Luke m'intime d'un doigt sur la bouche de continuer à me taire. Alors, comme aux échecs, je bluffe.

— Comment as-tu su que je serais là ? demandé-je d'une voix peu sûre.

— Oh, ma douce. Je te connais par cœur, tu as oublié ? Je ne suis pas tombé dans ton malheureux piège. Tu sais que je suis plus intelligent que ça.

Non, je n'en ai aucune idée, car j'ignorais ton existence.

J'acquiesce de la tête, et croise les bras sur ma poitrine pour tenter de me ressaisir. Je souhaite le convaincre que je m'intéresse à lui.

— Alors, hum, je te plais ?

— Bien sûr. Depuis que je t'ai admiré dormir, je ne fais que penser à toi.

Je me force à ne pas lui montrer ma réaction, pourtant je suis abasourdie par ses propos. Je n'avais donc pas imaginé cette présence dans ma chambre lorsque j'avais la grippe. Il était là, à me parler, à m'observer comme un foutu pervers. Un frisson d'effroi me fait tressauter. Qui sait ce qu'il a pu voir d'autre ?

Plus la conversation avance, plus je sens la panique se réveiller. Cet homme a tué sa propre mère, il est capable de tout. Plongée dans mes pensées, je discerne tardivement son rapprochement. Hector est maintenant juste en face de moi, à peine quelques centimètres nous séparent et aucune échappatoire n'est possible. Je ferme mes yeux, incapable d'affronter son regard. Son souffle fait voler les quelques mèches qui barrent mon visage. Je plisse les paupières plus fort et me prépare à l'agression de ses lèvres.
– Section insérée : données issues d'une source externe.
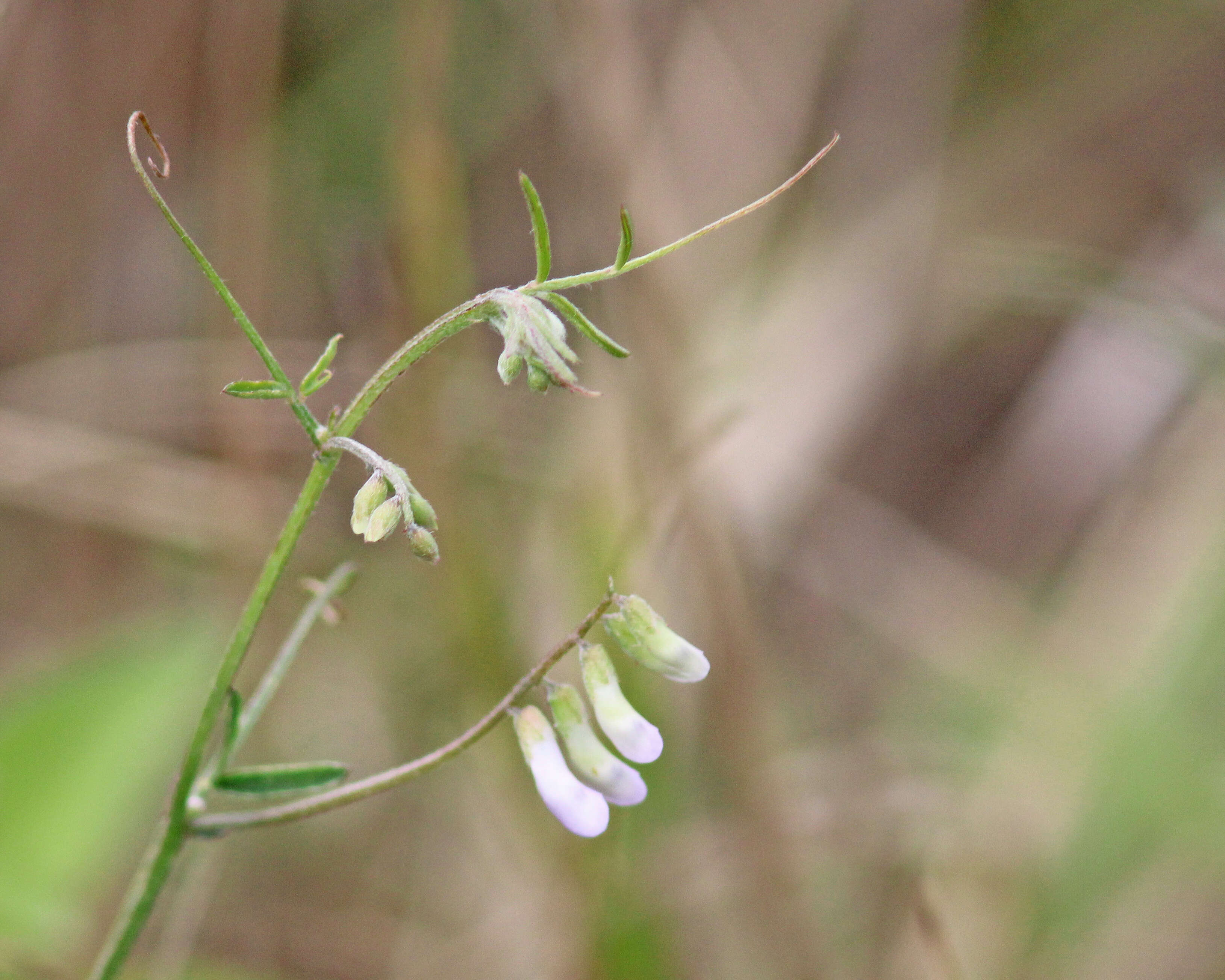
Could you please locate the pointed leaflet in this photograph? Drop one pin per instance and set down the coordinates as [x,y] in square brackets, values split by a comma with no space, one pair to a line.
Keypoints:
[256,390]
[624,249]
[282,777]
[585,326]
[318,377]
[539,228]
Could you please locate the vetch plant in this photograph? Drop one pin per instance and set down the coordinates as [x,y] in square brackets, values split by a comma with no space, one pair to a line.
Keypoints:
[532,320]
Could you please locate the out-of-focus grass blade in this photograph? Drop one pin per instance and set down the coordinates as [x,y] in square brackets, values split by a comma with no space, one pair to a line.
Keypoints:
[85,756]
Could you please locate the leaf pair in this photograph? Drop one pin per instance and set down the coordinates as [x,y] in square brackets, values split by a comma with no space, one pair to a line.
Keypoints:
[315,379]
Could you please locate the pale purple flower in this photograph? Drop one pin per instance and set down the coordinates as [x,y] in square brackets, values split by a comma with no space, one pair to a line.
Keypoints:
[642,634]
[580,809]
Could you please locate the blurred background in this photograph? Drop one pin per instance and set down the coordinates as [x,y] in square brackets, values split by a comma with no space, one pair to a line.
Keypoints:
[929,457]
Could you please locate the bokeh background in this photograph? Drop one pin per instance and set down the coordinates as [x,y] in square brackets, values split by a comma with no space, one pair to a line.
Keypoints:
[929,457]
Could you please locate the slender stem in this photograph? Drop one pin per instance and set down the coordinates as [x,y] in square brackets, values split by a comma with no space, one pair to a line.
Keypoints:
[218,824]
[335,585]
[304,415]
[612,273]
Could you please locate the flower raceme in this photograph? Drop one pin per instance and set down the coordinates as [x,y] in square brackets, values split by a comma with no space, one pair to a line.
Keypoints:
[385,499]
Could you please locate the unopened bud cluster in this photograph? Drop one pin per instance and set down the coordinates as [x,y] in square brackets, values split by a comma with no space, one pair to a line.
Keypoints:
[379,507]
[580,794]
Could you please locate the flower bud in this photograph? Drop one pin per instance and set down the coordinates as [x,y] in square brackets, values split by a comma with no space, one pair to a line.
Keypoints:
[373,493]
[580,809]
[384,520]
[535,339]
[592,762]
[423,543]
[642,634]
[423,514]
[538,379]
[509,365]
[634,735]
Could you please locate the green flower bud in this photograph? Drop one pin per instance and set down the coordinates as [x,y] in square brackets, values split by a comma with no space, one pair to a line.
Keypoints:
[580,809]
[509,365]
[591,761]
[423,543]
[634,735]
[423,514]
[373,493]
[384,520]
[538,379]
[642,634]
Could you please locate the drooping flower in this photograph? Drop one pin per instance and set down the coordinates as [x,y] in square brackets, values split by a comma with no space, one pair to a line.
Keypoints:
[535,339]
[592,762]
[642,634]
[634,735]
[581,809]
[423,543]
[373,493]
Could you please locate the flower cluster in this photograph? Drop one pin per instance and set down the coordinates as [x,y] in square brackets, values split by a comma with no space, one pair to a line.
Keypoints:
[386,498]
[578,794]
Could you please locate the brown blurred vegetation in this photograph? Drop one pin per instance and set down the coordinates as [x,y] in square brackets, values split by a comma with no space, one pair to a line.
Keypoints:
[929,457]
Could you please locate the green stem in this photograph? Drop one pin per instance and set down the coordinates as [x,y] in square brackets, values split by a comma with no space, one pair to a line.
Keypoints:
[304,415]
[612,273]
[214,825]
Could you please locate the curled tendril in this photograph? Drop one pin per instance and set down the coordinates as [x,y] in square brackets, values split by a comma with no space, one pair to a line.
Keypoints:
[165,170]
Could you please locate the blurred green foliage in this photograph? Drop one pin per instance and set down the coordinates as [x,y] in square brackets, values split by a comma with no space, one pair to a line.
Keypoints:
[85,754]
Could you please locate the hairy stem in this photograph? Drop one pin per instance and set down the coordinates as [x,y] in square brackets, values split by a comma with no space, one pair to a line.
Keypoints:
[178,825]
[168,841]
[218,824]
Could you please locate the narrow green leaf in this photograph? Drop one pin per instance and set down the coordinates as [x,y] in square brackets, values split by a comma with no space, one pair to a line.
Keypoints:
[235,705]
[625,248]
[281,777]
[256,390]
[315,384]
[318,377]
[585,326]
[539,228]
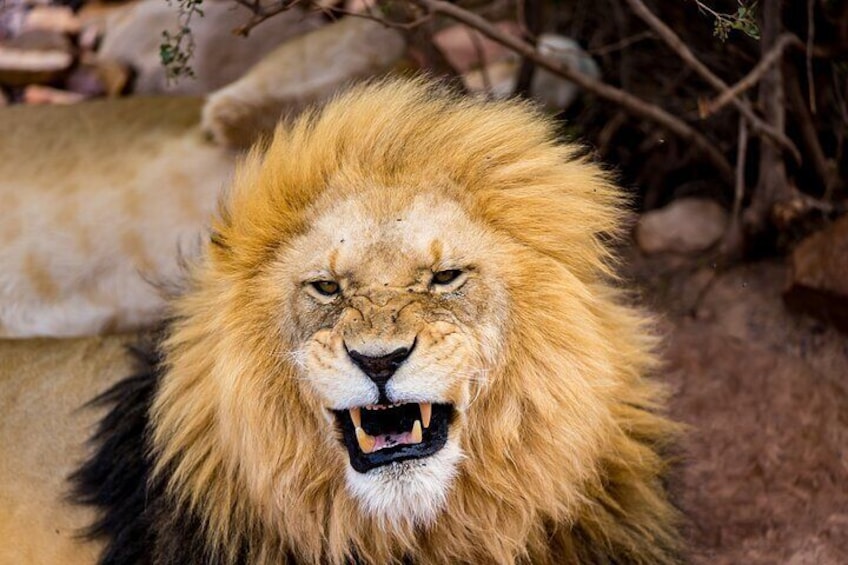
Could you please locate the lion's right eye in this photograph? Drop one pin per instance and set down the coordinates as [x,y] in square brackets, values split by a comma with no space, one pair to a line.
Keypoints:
[327,288]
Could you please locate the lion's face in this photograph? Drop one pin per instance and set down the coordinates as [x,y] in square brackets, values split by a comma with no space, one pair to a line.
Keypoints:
[397,315]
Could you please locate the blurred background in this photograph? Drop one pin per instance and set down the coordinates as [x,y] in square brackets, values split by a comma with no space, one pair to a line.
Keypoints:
[724,120]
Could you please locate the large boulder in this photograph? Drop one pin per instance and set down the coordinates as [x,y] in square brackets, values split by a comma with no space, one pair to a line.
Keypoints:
[818,279]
Sauf que rien ne se passe.

J'entends un grognement, puis sa présence s'éloigne. J'ouvre les yeux pour découvrir Luke en pleine lutte avec Hector. Je me décale loin de la fenêtre dans le but d'aider mon infirmier, mais leurs coups sont trop rapides, je n'arrive pas à déterminer une seule ouverture. Soudain, Luke est jeté contre le piano qui émet des notes dissolues, la masse d'Hector lève son bras et s'apprête à tirer. C'est le moment que choisit mon corps pour réagir, je m'élance sur lui, agrippant ses cheveux longs, et ploie sa tête en arrière. Son corps suit le mouvement pour soulager la douleur de son cuir chevelu, et il tire vers le plafond. La détonation me fait sursauter et je lâche prise. Je sens dans la seconde, un bras me pousser sur le côté et Luke se met à rugir. J'ai à peine le temps de tourner la tête que je vois Luke projeter violemment Hector vers les vitraux. L'élan est tel que son corps brise la rosace, le son d'une balle quittant le barillet me parvient et la dernière chose que j'aperçois est son visage terrifié, avant de le voir disparaître par la fenêtre.